U.S. Senator Michael Bennet, left, works with state soil scientist B.J. Shoup from the USDA's Natural Resources Conservation Service office in Denver to measure snow depth and water density at a survey site atop Berthoud Pass on March 14. (Scott Willoughby, The Denver Post)
Over the past decade, the federal government has attempted to take privately held water rights in Colorado and in other Western states, disregarding state water law that has been in effect for over a century.
Because of this, I introduced legislation to uphold long-held state water law and protect these rights from the federal government's water grab. The Water Rights Protection Act, which passed the House with bipartisan support, prohibits the U.S. Departments of Agriculture and Interior from violating the 5th Amendment to the U.S. Constitution by taking private water rights without providing just compensation.
This legislation is supported by Colorado and national stakeholders, including the U.S. Chamber of Commerce, the National Ski Areas Association, American Farm Bureau, Colorado River Water Conservation District, and over 20 Colorado counties and water districts.
We've seen such diverse support because protecting our water rights isn't a political issue. It's a Colorado issue. Like these stakeholders, I believe Coloradans are better stewards of their water rights than Washington bureaucrats would ever be.
One of the recent federal efforts to take Colorado water involved the U.S. Forest Service. In 2011, the agency began to require ski areas to relinquish legally purchased and developed water rights — used to make snow — to the federal government as a condition for permits to operate on public lands. The administration claims the condition was necessary to ensure that water stayed with the land and rights weren't improperly sold off.
While the administration insists this Forest Service permit condition was in the best interest of Coloradans, the devil was in the details, and it reeked of a massive federal water grab.
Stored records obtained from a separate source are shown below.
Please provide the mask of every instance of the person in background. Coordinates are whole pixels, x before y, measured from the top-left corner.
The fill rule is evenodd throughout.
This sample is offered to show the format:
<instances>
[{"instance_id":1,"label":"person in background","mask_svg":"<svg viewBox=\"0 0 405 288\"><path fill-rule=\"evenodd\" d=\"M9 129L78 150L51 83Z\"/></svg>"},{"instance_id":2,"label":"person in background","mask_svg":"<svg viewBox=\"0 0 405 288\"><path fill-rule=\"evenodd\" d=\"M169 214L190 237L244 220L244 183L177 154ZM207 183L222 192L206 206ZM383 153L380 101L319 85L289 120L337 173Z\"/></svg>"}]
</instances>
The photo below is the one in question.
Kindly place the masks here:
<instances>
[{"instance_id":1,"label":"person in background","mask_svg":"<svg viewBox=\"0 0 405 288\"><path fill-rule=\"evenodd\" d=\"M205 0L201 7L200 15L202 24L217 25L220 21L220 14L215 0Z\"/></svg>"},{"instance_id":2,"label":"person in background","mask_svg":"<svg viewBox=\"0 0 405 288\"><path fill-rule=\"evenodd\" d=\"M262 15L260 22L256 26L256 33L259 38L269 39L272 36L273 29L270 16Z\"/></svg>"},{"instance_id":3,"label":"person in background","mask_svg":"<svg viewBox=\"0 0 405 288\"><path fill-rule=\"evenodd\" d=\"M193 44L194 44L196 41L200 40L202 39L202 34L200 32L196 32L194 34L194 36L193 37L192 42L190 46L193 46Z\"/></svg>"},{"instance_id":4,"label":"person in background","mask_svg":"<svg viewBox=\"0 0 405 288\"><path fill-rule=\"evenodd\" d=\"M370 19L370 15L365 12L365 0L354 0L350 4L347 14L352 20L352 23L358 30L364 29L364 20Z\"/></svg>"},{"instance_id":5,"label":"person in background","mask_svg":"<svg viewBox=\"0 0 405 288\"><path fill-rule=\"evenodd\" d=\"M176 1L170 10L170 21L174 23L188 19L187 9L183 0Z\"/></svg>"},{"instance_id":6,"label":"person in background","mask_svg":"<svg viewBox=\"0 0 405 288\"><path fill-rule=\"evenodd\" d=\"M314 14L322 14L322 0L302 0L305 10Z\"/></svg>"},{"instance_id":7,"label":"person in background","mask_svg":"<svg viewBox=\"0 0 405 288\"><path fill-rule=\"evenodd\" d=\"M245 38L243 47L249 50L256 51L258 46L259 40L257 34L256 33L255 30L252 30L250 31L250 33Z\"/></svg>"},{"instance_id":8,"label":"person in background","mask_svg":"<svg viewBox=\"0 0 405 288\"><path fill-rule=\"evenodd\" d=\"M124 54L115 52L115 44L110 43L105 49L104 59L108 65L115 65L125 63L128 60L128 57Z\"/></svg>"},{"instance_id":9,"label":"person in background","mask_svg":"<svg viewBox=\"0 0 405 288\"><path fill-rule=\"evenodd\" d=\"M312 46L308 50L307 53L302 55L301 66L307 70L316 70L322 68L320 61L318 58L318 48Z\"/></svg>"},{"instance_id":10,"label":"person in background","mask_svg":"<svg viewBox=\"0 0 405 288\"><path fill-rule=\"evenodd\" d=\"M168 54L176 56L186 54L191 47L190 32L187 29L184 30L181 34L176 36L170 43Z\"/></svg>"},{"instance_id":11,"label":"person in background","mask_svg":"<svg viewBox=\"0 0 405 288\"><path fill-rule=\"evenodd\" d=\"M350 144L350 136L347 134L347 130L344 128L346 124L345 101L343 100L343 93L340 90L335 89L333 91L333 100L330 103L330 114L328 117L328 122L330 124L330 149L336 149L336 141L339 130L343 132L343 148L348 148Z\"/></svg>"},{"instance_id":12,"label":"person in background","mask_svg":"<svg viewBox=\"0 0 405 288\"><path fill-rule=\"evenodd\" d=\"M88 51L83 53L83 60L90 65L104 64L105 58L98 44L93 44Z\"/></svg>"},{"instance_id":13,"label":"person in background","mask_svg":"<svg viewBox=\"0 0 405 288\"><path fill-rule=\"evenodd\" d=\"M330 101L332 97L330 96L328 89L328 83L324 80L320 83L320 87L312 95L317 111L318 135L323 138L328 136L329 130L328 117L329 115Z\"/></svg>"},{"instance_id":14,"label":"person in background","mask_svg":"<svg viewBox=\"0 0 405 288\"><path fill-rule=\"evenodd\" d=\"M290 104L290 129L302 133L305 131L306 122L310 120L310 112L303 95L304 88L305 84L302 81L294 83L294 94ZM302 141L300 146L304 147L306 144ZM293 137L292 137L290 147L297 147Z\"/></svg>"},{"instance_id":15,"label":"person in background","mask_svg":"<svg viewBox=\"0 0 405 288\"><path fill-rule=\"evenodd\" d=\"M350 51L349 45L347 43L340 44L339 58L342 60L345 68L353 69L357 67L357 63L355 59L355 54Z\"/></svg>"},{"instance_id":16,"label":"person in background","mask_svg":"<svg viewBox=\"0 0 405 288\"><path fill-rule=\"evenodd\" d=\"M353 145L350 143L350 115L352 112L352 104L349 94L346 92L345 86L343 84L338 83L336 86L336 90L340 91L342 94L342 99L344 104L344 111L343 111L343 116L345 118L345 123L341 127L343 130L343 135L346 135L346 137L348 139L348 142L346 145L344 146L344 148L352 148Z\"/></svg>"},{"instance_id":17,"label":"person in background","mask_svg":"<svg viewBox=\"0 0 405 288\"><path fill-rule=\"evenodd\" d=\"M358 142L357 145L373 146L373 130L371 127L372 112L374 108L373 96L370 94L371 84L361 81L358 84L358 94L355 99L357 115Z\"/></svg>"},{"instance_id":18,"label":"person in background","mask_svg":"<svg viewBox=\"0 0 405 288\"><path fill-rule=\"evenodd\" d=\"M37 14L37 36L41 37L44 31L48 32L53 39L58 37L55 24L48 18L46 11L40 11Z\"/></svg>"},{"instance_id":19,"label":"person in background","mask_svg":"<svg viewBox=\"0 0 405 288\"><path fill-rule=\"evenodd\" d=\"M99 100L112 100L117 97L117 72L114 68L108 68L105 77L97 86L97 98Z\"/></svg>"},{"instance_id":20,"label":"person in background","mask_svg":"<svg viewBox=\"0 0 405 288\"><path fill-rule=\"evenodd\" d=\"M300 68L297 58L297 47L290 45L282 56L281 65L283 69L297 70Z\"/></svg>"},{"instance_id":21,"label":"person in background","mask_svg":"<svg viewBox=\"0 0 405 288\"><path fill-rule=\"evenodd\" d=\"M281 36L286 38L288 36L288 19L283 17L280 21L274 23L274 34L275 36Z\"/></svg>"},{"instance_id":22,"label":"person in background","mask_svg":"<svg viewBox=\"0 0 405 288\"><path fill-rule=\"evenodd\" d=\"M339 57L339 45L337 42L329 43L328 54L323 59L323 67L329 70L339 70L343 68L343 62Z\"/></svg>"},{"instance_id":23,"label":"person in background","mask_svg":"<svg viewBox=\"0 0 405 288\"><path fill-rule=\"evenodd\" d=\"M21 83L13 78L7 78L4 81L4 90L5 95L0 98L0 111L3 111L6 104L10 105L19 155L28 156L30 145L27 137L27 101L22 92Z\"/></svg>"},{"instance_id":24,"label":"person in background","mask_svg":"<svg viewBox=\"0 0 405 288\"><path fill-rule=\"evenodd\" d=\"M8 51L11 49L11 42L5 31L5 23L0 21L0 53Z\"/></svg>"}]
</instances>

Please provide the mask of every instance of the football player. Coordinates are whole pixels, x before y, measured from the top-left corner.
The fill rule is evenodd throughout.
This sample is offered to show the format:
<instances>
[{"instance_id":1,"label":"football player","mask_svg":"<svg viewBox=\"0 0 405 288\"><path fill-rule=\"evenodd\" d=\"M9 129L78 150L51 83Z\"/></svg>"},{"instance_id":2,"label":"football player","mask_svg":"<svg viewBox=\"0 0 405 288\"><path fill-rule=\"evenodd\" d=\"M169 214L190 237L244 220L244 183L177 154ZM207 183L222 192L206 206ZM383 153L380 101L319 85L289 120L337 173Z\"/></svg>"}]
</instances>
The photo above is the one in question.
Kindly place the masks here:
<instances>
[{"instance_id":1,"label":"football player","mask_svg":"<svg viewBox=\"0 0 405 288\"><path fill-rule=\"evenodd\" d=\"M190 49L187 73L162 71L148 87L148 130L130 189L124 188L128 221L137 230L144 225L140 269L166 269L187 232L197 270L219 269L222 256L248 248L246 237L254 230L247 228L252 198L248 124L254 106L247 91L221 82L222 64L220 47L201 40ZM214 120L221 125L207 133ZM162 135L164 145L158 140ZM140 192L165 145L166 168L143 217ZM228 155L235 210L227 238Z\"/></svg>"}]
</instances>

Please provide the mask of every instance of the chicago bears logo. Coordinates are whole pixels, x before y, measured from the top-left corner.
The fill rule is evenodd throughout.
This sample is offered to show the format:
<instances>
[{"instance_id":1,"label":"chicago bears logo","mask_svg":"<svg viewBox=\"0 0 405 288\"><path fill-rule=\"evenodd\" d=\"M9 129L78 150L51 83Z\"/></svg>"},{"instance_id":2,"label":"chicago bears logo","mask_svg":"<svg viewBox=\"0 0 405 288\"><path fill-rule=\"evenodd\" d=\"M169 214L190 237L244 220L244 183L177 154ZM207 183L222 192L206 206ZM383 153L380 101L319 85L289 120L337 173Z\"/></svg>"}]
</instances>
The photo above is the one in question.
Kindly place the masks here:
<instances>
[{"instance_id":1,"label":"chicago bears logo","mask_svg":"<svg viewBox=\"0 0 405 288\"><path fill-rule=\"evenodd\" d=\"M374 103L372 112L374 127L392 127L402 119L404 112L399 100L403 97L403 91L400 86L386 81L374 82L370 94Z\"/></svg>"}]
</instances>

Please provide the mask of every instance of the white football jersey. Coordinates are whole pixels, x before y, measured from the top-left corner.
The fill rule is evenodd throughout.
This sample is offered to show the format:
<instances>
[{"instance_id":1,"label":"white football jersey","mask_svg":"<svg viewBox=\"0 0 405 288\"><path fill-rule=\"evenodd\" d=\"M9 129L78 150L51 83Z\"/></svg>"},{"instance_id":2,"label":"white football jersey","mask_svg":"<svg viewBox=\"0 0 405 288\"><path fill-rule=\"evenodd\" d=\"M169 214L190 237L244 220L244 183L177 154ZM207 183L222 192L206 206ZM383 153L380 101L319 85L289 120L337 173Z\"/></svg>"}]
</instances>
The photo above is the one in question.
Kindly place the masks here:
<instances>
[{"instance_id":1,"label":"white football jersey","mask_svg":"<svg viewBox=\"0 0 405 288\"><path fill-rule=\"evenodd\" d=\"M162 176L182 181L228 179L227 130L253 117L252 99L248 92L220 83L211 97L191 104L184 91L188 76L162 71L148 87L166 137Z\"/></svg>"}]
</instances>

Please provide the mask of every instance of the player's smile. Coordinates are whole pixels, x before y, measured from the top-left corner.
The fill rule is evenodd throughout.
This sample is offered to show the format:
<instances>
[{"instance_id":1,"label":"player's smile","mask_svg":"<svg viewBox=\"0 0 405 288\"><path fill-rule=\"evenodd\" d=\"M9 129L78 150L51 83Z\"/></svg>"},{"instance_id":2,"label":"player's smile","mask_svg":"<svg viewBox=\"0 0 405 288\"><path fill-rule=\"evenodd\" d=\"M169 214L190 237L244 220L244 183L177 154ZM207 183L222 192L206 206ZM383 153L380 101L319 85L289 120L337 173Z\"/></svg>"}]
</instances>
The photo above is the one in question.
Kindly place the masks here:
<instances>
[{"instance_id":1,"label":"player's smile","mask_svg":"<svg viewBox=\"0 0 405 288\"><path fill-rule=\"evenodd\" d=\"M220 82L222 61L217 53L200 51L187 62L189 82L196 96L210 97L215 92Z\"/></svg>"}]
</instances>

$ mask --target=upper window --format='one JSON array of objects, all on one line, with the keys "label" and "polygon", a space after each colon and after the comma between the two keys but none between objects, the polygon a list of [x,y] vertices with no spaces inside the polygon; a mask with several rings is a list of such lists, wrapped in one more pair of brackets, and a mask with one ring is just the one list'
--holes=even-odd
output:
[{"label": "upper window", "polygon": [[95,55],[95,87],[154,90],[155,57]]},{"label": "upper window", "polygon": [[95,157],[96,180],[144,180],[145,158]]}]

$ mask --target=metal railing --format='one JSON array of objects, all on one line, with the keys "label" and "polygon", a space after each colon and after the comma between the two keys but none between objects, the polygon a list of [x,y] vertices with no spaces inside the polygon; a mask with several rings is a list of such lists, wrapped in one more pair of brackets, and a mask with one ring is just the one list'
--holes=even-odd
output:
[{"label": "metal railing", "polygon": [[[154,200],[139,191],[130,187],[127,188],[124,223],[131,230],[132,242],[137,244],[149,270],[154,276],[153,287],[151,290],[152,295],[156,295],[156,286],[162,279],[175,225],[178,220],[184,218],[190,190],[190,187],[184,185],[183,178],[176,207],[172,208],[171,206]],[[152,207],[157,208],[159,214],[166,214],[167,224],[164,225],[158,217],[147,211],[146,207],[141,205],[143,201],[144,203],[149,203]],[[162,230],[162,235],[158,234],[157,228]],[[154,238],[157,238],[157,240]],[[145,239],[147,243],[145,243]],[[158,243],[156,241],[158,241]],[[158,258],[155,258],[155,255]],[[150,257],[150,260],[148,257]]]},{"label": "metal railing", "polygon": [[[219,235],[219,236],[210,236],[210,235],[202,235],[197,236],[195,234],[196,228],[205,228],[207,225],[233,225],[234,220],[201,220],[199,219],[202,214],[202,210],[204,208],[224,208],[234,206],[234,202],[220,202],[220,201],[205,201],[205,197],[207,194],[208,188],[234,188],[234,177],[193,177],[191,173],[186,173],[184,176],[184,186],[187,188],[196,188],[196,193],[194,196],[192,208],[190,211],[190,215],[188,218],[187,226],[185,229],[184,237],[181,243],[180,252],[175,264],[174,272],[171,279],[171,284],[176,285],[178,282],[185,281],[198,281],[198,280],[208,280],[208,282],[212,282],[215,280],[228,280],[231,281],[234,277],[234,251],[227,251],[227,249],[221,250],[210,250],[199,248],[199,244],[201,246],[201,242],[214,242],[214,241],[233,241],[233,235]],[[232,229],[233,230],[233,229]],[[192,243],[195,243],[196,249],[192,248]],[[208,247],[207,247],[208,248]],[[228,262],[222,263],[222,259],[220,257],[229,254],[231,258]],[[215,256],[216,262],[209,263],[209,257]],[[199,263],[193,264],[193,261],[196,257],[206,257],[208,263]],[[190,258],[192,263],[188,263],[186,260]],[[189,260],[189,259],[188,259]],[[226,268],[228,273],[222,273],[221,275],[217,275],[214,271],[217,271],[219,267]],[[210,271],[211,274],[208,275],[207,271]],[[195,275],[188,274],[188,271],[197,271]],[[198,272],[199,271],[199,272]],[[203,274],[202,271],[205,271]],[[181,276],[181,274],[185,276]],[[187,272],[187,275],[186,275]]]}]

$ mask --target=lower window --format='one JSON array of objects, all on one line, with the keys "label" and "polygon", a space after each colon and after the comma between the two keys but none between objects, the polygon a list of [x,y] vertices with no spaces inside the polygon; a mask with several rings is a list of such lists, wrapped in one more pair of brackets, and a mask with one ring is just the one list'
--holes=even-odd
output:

There was no language in the proposed Forest Service permit condition to guarantee that the agency could not divert water to other locations or direct water for another purpose altogether. Furthermore, Forest Service Chief Tom Tidwell testified in a congressional hearing that there hadn't been any instances of private water rights on these lands being improperly sold off. There is, in effect, no basis for the administration's concerns that these private water rights are being abused.
This raises significant questions about the administration's true motives. Regardless of motives, by using the federal permit, lease, and land-management process to extort water rights from those who hold rights under long-held state law, the federal government is overreaching — violating private property rights and the U.S. Constitution.
Federal attempts to seize water rights aren't limited to ski areas. The same tactics have been used by both the Bureau of Land Management and Forest Service to take water rights from family farms and ranches that rely on state-granted water for their cattle and crops. There are also circumstances in which water rights held by irrigation and sanitation districts and municipalities have been threatened by these uncompensated takings.
Colorado should be concerned about heavy-handed attempts by the government to gain control of private water rights. Because of the significant percentage of water that originates on National Forest System lands in Colorado, this issue could impact all users that have water rights passing through lands administered by the Departments of Interior and Agriculture. If adopted by other federal agencies, the scope of that impact could be even broader.
Those potentially impacted by this type of federal authority over water rights originating on public lands include cities, counties, water districts, conservation districts, owners of private residences, marinas and summer resorts, and other businesses such as ranching, mining or utilities.
The implications for Colorado are significant and severe, which is why I will continue to fight to keep control of Colorado's water in the hands of Coloradans, regardless of President Obama's veto threat.